Morning came with noise.
Not battle horns. Not screams.
Voices.
Hundreds of them.
Kael woke to chanting outside the camp. The words were soft but steady, spoken again and again like a promise.
"The Unbound walks. The Unbound listens."
Kael sat up, his heart heavy.
Ravik was already awake, peering through the trees. "We have a problem."
Kael stepped out.
The road was full.
Men, women, children—standing shoulder to shoulder. Some held banners painted in white ash. Others carried nothing but hope in their eyes.
Elyra stood at the front, her hands raised.
"They came on their own," she said quickly. "I didn't call them today."
Kael clenched his jaw. "Hope doesn't need an invitation."
Solaryn scanned the edges. "Where there are crowds, there are sparks."
A child stepped forward, holding a wooden carving of a dragon. "Is it true you stop wars?"
Kael knelt slowly. "I try to stop harm."
The child smiled like that was enough.
That smile hurt more than any blade.
The horns sounded just before noon.
Not from the crowd.
From the hills.
A sharp, metallic call that cut through the air.
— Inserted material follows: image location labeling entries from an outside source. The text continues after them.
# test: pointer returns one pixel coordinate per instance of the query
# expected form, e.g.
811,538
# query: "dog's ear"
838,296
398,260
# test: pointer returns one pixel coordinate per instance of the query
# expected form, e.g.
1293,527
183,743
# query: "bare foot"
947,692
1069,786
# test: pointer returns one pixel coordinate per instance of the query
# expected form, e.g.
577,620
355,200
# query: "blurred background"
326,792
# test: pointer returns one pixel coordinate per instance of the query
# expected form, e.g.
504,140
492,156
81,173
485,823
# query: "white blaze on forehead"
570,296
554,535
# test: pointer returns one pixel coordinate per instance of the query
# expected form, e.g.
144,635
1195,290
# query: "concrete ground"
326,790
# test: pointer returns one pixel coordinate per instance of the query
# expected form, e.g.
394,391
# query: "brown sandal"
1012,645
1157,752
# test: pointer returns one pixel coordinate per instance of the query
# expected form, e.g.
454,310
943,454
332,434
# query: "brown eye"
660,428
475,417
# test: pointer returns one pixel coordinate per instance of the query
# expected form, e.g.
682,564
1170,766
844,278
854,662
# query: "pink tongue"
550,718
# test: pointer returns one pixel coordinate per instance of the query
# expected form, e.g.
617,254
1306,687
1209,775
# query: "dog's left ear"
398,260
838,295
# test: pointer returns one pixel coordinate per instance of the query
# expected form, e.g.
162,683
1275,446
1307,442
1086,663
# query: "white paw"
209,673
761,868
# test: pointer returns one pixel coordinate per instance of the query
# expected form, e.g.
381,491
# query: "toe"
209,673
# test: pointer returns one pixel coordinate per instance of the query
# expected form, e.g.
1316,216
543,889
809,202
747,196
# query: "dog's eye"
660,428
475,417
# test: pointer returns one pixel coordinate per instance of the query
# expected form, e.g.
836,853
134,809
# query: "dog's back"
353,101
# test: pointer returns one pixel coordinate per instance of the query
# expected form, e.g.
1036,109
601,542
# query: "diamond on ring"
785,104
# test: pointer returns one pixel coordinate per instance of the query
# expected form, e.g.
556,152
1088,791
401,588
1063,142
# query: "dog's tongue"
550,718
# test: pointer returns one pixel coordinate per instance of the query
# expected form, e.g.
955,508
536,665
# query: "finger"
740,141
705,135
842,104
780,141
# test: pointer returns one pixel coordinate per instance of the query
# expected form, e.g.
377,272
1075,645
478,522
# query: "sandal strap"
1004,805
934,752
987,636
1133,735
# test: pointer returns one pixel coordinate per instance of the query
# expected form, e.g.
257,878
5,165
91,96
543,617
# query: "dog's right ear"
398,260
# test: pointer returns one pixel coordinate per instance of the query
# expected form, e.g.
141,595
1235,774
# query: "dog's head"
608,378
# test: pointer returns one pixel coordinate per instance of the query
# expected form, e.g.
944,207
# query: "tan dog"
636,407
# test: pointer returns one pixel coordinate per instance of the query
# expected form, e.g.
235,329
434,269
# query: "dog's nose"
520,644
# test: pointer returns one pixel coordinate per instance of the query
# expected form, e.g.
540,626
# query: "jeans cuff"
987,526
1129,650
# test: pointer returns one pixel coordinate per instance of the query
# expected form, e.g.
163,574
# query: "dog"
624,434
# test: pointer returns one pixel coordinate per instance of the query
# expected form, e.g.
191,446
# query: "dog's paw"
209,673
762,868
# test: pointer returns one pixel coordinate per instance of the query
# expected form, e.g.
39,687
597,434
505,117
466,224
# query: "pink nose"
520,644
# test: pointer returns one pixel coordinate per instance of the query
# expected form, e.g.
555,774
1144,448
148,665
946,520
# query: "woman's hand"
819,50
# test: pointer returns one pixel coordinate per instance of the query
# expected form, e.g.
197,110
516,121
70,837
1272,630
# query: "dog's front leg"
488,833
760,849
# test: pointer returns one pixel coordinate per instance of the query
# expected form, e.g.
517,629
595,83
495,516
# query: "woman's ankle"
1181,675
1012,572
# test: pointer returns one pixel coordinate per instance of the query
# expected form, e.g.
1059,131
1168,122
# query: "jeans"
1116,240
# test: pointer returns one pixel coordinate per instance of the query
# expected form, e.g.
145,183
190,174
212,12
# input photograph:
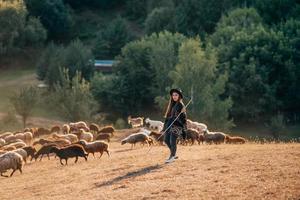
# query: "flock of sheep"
77,139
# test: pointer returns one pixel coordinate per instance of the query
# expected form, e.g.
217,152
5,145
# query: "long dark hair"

The Order of Binding had arrived.
Their soldiers marched in clean lines, silver chains wrapped around their armor, sigils glowing faintly on their chests. At their center rode Marshal Threx, his helm shaped like a closed fist.
He raised a hand.
The soldiers stopped.
"Kael Varros," Threx called. "You are accused of unlawful influence, mass disruption, and unauthorized spiritual binding."
Murmurs spread through the crowd.
Kael stepped forward alone.
"I bind no one," he said. "And I command no army."
Threx's laugh was cold. "You don't need to command. You exist."
Chains rattled as soldiers shifted.
Solaryn whispered, "This is bad."
Elyra moved beside Kael. "Please," she said to Threx. "These people are unarmed."
"Belief is never unarmed," Threx replied.
He lifted his hand again.
"Disperse," he ordered the crowd. "Or be restrained."
No one moved.
They looked at Kael.
Waiting.
Kael raised his voice. "Go home. All of you."
Some hesitated.
Others shook their heads.
A man shouted, "If we leave, they'll take you!"
Another cried, "Stand firm!"
The crowd pressed closer.
Threx's eyes narrowed. "Final warning."
The stone shattered first.
No one saw who threw it.
It struck a soldier's helm with a sharp crack.
Silence followed.
Then chaos.
Chains snapped forward. Shields slammed. People screamed.
Kael moved without thinking.
"STOP!"
The word carried weight.
Energy surged—not violent, not burning—but firm, like a wall.
The front line of soldiers froze mid-step.
The crowd gasped.
Threx stared. "There it is."
A second stone flew.
Then another.
The soldiers reacted.
Steel met flesh.
A scream tore through the air.
Blood hit the dirt.
Kael's chest tightened. "No—no—no!"
He pushed forward, spreading his arms.
The ground trembled.
A low roar echoed from nowhere and everywhere.
The great shape of Vryllos Belyx did not fully appear—but its presence did.
A shadow crossed the sky.
The soldiers faltered.
The crowd surged.
And someone fell beneath the press of bodies.
A woman.
Trampled.
Kael reached her too late.
Her eyes were open.
Unseeing.
When it ended, the road was ruined.
People fled in all directions. The Order retreated, dragging their wounded. The banners lay torn and stained.
Elyra knelt beside the dead woman, shaking.
"This wasn't supposed to happen," she whispered.
Kael stood frozen, blood on his hands that was not his own.
Ravik spoke softly. "This is what symbols do."
Threx watched from the hill before turning away. "We will return," he said. "Next time, we will bring silence."
Night fell heavy and quiet.
No chanting.
No prayers.
Only grief.
Kael sat by the fire alone.
Solaryn approached. "You stopped a massacre."
"I caused one," Kael said.
"You tried to stop it."
"And failed."
Elyra came last. Her voice was broken. "I thought belief would protect them."
Kael looked at her. "Belief doesn't protect. It pushes."
He stood.
"No more crowds," he said. "No more banners. If they follow me now, it will be away from cities. Away from children."
"And if they refuse?" Elyra asked.
Kael's voice was steady, but his eyes burned. "Then I walk alone."
Far above, thunder rolled.
Not from the sky.
From something ancient, watching.
Learning.
The first blood was not spilled by an enemy.
It was spilled by those who believed.